I think that’s worthy of a national discussion that should include the tech giants of our world. They’re the ones that gather the information, sell it, and they have access to it through all sorts of captive audience. The belief that the most effective means of protecting our privacy and civil liberties is controlling the collection and storage of data is both obsolete and impossible. I have read estimates from 50 billion to 70 billion devices will be hooked on the internet by 2025. I have no idea how that translates into the data that’s going to be available. No idea. Nobody does. ... We’re not going to put the data genie back in the bottle. It’s exploding exponentially in the Digital Forevermore. It will continue to do so.

...

Limiting government’s reach into the private domain of the citizen will be a permanent challenge in this digitally engaged, digitally promising, and potentially digitally dangerous world. Technology must surely be an instrument of government to combat threats regardless of their nature. Technology can never be a weapon against its citizens.
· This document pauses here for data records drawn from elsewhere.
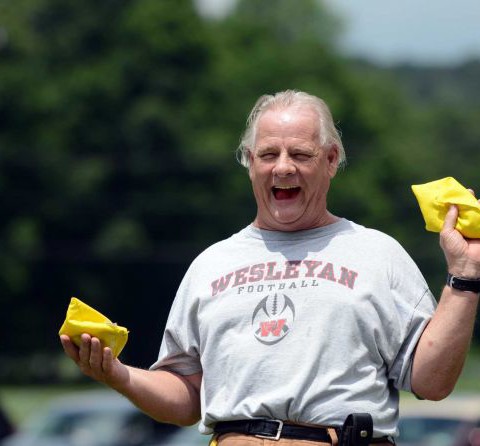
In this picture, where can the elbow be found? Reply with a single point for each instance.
(433, 393)
(188, 420)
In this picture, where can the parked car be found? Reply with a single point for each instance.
(454, 421)
(6, 426)
(98, 418)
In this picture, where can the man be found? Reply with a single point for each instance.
(302, 317)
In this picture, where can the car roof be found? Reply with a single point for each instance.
(457, 406)
(92, 400)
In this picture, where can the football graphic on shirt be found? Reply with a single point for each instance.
(272, 319)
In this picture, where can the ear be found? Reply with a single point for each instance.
(332, 158)
(250, 162)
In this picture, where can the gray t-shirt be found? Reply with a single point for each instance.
(306, 326)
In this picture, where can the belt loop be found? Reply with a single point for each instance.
(333, 435)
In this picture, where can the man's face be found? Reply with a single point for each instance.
(290, 172)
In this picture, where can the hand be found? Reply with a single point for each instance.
(462, 255)
(96, 362)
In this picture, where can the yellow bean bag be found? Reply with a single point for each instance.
(82, 318)
(435, 198)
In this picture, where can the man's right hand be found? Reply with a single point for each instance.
(97, 362)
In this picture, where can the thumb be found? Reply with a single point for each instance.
(450, 218)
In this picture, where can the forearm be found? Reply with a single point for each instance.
(165, 396)
(443, 346)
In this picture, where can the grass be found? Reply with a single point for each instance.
(20, 402)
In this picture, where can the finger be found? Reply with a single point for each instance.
(450, 218)
(85, 347)
(96, 355)
(69, 347)
(107, 363)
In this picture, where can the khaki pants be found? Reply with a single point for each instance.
(250, 440)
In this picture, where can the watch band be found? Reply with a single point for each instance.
(471, 285)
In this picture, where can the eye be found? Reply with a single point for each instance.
(266, 154)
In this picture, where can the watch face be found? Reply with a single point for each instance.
(464, 284)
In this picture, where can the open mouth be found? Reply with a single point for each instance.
(285, 192)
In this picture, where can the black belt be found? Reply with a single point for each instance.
(272, 429)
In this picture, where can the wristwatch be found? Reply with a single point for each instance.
(471, 285)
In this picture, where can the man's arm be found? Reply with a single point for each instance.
(165, 396)
(443, 346)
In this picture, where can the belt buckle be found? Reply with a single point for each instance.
(275, 437)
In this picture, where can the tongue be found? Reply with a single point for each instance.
(285, 194)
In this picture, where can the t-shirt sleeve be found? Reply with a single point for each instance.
(400, 369)
(179, 351)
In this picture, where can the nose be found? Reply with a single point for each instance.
(284, 166)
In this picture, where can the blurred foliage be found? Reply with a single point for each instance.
(118, 127)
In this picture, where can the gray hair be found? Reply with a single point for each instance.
(329, 135)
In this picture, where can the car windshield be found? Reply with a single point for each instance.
(80, 427)
(427, 431)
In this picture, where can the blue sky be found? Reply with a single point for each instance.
(425, 32)
(440, 32)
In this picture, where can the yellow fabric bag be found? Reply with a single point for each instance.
(435, 198)
(82, 318)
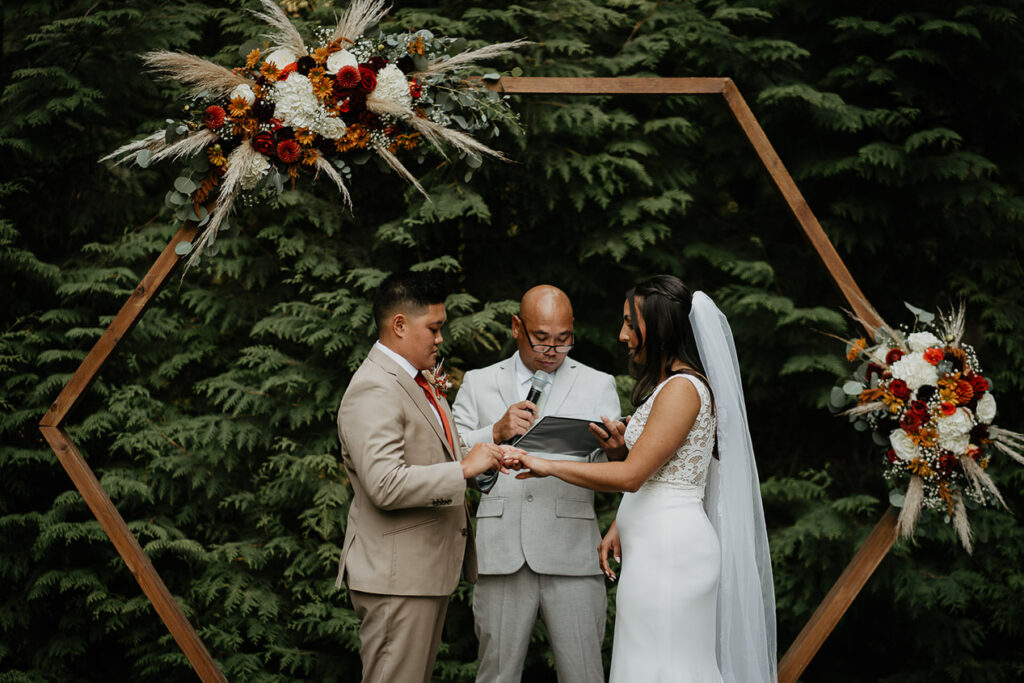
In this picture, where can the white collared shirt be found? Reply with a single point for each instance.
(409, 368)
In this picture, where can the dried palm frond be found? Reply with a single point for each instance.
(393, 162)
(979, 478)
(472, 56)
(238, 162)
(283, 32)
(865, 409)
(126, 152)
(197, 73)
(907, 521)
(962, 525)
(1009, 442)
(326, 167)
(951, 325)
(187, 146)
(359, 15)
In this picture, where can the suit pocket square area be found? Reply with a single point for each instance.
(567, 507)
(491, 507)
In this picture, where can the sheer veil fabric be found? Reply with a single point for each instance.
(747, 639)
As we combat radical terrorism, as we confront social and political unrest, as we fight the never-ending battle against crime, there will be in the Digital Forevermore a permanent tension between safety, security, and privacy. Given the gigabytes of information that exist about people, places, and things, the surveillance and sensor systems that become more embedded in our community and our daily lives, we have to be mindful of not only the enabling use but the potential for misuse.

Here’s where I strongly believe the professional and private voices of the legal profession must be heard. And I suspect, when you graduate from the University of Richmond Law School, you will be prepared to raise those voices. When it comes to protection of our privacy, I also hope and expect, in a certain prayerful way, that you do.